Tony Mazzocchi Embodied the Best of the Labor Movement
In the latter half of the 20th century, labor leader Tony Mazzocchi fought for a progressive political vision that put working-class concerns front and center. His example continues to be invaluable for labor and the Left today.

The Committee for a Sane Nuclear Policy (SANE), an organization Tony Mazzocchi helped launch, demonstrates on the West Side of Manhattan around the fourteenth anniversary of the bombings of Hiroshima and Nagasaki on August 9, 1959. (Bettman Archive via Getty Images)
In 1948, the radical sociologist C. Wright Mills published a book called The New Men of Power, which examined the careers of postwar labor leaders who emerged from industrial union struggles in the 1930s. At the time, the author was hopeful that labor’s progressive wing — led by this new generation of trade unionists — would be a bulwark against war, militarism, and resurgent corporate power.

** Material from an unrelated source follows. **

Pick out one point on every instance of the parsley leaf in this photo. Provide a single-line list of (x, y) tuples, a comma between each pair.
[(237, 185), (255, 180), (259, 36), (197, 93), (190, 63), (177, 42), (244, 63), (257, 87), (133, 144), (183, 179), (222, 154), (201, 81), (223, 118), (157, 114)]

A decade later, Mills became a cheerleader for the emerging student movement, because the “main drift” of organized labor and most of its officialdom in the 1950s was trending in a conservative direction. That trend was symbolized by the Congress of Industrial Organizations’ (CIO) purge of left-wing unions representing a million workers. This paved the way for its mid-1950s merger with the American Federation of Labor (AFL), an alliance in which craft union influence was predominant.
One exception to this generational trajectory was the career of a World War II veteran from Brooklyn named Tony Mazzocchi. In the 1950s and ’60s, Mazzocchi rose through the ranks of the Oil, Chemical, and Atomic Workers (OCAW), a union with then-strong CIO traditions of rank-and-file activism and internal democracy.